Dedicated to classics and hits.

Tuesday, October 29, 2024

Father of Lies (1998) by Brian Evenson

 Book Review
Father of Lies (1998)
by Brian Evenson

   The first Brian Evenson book I read was Immobility, his 2013 novel about a human-less post-apocalyptic scenario.   That was back in 2021.  Since then I've kept track of him- he's one of the few horror/sci-fi genre writers who commonly attracts attention from the literary fiction mainstream, which is enough for me.  Recently(2016 anyway), many books from his backlist were put back into print by Coffee House press, and Father of Lies (along with everything else he ever published) popped up on the Libby library app.  

  Father of Lies is an early work, a relatively straight-forward work of religio-horror about a psychopathic leader of a Mormon-like church (Evenson is from Utah and was raised Mormon).  In 2024, it sounds like a particularly sadistic retelling of the Catholic Priests vs.
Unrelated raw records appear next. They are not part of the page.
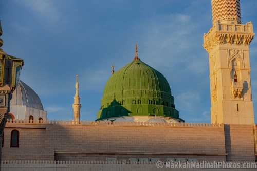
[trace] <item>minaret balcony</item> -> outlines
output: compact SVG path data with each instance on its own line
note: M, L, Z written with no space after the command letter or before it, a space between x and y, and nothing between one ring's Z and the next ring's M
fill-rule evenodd
M235 82L234 79L232 82L231 91L234 99L241 99L244 87L241 81Z

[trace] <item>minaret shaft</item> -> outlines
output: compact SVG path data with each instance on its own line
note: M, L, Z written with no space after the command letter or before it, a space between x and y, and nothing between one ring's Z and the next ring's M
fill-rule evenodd
M77 75L77 82L75 84L76 88L76 92L74 97L74 103L72 105L73 107L73 115L74 121L79 121L80 119L80 108L81 104L80 103L80 97L79 95L79 75Z
M254 124L249 46L251 22L241 24L239 0L212 0L213 27L204 36L209 53L212 123Z

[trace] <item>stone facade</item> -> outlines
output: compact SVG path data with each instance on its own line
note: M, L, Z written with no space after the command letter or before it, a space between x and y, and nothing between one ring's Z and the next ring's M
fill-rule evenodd
M116 157L128 161L148 157L255 161L254 125L39 121L7 123L2 160L106 161ZM10 147L14 129L20 134L18 148Z

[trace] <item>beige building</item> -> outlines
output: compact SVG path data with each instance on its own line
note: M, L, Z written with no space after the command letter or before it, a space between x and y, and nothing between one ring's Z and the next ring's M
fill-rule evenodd
M31 122L26 112L26 119L8 120L1 169L156 170L158 161L256 164L252 24L241 24L239 0L212 0L212 6L213 26L203 45L210 60L211 123L184 123L166 78L140 60L136 48L133 60L106 83L96 121L80 120L78 79L73 120L36 116Z

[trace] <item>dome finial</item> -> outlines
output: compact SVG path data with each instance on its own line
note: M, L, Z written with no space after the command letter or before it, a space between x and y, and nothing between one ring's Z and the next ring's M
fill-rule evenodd
M114 73L114 66L115 65L114 64L111 65L112 66L112 74L113 74Z
M135 51L135 52L136 52L136 56L134 58L134 60L140 60L140 59L137 56L137 44L136 44L136 47L135 47L135 48L136 49L136 51Z
M79 82L79 74L77 74L76 77L77 77L77 82Z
Young Boys saga of the past decades.  Unlike the Catholic Church, Mormons are still in full on refuse to acknowledge/cover-up mode, which perhaps accounts for the fact that the church which is depicted is only Mormon-like. 
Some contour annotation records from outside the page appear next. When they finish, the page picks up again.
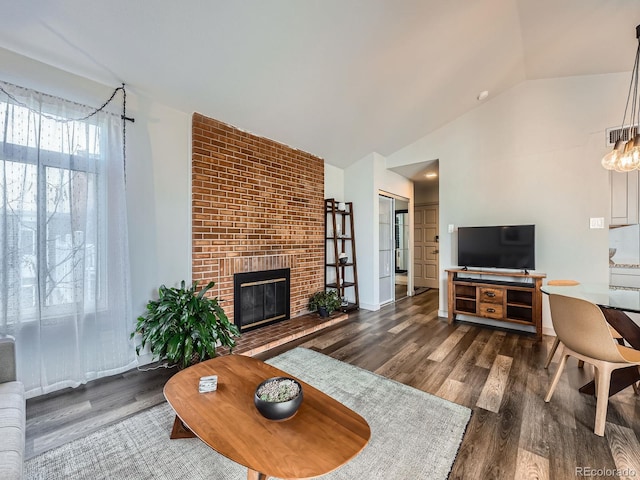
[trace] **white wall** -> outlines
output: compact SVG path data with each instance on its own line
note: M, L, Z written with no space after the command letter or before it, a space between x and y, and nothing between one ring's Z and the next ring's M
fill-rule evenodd
M0 49L1 79L86 105L113 89ZM191 279L191 116L127 87L127 204L133 314L157 288ZM135 317L131 319L131 326Z
M390 167L440 160L440 315L444 269L456 266L446 226L534 223L536 271L583 283L608 281L609 218L604 131L620 122L628 74L537 80L390 155ZM543 326L551 331L545 301Z
M324 198L348 202L344 198L344 170L328 163L324 164Z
  The horror is nothing you wouldn't read about in a newspaper story about Catholic priests abusing young boys- although he does murder one young parishioner after she confesses to being pregnant by her older brother.   This murder triggers a cascade of events which include a physical manifestation of Satan and lots of back and forth between him and his ever-supportive Church elders.  Events spiral when the mothers of three young church-members all come forward claiming that their young male children are victims of the protagonists vile abuse, and much of the horror comes from the support he continues to claim from the Church hierarchy who really stand by him all the way through the book.